Y = 1 for strong dislike ,
Y = 2 dislike,
.
.
.
Y = 9 for excellent taste.

The main predictor of interest is type of cheese (A, B, C and D). The data could arrive in ungrouped form, with one record per subject (as below) where the first column indicates the type of cheese and the second column the value of Y:

A 1
A 3
B 4
C 1
D 9
A 3
B 2
D 7
D 1
.
.
D 9
.
.

Or it could arrive in grouped form (e.g., table):

Cheese
Response category
1
2
3
4
5
6
7
8
9
A
0
0
1
7
8
8
19
8
1
B
6
9
12
11
7
6
1
0
0
C
1
1
6
8
23
7
5
1
0
D
0
0
0
1
3
7
14
16
11

Sampling Model

In ungrouped form, the response occupies a single column of the dataset, but in grouped form the response occupies r columns. Most computer programs for polytomous logistic regression can handle grouped or ungrouped data.

Whether the data are grouped or ungrouped, we will imagine the response to be multinomial. That is, the "response" for row i,

\(y_i=(y_{i1},y_{i2},\ldots,y_{ir})^T \),

is assumed to have a multinomial distribution with index \(n_i=\sum_{j=1}^r y_{ij}\) and parameter

\(\pi_i=(\pi_{i1},\pi_{i2},\ldots,\pi_{ir})^T \).

For example, for the first row, cheese A, π1 = (π11, π12, . . . , π19)T.

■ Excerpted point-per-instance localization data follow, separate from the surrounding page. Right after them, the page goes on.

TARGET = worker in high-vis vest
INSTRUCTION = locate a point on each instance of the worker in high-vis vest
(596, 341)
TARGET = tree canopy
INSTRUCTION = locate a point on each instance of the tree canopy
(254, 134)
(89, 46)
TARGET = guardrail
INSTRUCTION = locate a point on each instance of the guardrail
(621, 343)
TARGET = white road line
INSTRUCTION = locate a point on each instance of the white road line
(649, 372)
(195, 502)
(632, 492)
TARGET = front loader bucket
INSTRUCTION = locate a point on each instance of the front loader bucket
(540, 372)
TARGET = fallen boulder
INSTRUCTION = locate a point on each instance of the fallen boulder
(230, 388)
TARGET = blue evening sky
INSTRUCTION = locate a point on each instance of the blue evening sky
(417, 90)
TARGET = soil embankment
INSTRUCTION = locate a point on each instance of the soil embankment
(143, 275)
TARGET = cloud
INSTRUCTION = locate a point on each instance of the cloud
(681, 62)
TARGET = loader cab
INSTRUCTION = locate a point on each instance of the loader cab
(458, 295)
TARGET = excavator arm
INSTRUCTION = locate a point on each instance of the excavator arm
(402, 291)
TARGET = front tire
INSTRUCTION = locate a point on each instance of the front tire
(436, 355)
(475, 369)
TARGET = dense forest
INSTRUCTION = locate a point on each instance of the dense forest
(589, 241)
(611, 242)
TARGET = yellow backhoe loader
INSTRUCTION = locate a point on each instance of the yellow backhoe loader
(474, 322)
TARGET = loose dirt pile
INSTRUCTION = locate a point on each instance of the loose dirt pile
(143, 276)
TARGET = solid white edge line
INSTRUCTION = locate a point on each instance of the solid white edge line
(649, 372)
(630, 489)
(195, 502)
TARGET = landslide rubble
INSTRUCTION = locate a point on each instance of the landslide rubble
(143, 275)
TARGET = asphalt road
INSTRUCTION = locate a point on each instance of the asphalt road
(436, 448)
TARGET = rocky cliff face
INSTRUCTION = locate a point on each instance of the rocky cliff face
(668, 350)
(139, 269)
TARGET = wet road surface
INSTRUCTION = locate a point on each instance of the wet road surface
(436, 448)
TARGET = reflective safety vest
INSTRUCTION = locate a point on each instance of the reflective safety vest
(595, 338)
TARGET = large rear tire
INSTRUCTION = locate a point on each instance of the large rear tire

  • If the data are grouped, then ni is the total number of "trials" in the ith row of the dataset, and yij is the number of trials in which outcome j occurred. For example, for the first row, cheese A, n1 = 52, and there are 0 people who have a strong dislike for this cheese, y11 = 0 or just dislike the cheese A, y12 = 0.
  • If the data are ungrouped, yi = 1 implies that the outcome has occurred and yi = 0 if it has not, while ni = 1. Note, however, that if the data are ungrouped, we do not have to actually create a dataset with columns of 0's and 1's; a single column containing the response level 1, 2, . . . , r is sufficient like above for the cheese example.

Describing polytomous responses by a sequence of binary models.

In some cases, it makes sense to "factor" the response into a sequence of binary choices and model them with a sequence of ordinary logistic models. The number of binary logistic regressions needed is equal to the number of categories of the response minus 1, e.g., r-1.

For example, consider a medical study to investigate the long-term effects of radiation exposure on mortality. The response variable has four levels (Y=1 if alive, Y=2 if dead from cause other than cancer, Y=3 if dead from cancer other than leukemia, and Y=4 if dead from leukemia). The main predictor of interest is level of exposure (low, medium, high). The four-level response can be modeled via a single multinomial model, or as a sequence of binary choices in three stages:

plot

  • The stage 1 model, which is fit to all subjects, describes the log-odds of death.
  • The stage 2 model, which is fit only to the subjects that die, describes the log-odds of death due to cancer versus death from other causes.
  • The stage 3 model, which is fit only to the subjects who die of cancer, describes the log-odds of death due to leukemia versus death due to other cancers.

Because the multinomial distribution can be factored into a sequence of conditional binomials, we can fit these three logistic models separately. The overall likelihood function factors into three independent likelihoods.

This approach is attractive when the response can be naturally arranged as a sequence of binary choices. But in situations where arranging such a sequence is unnatural, we should probably fit a single multinomial model to the entire response. The cheese example above would not be a good example for  the binary sequence approach since we are dealing with four very different cheese types.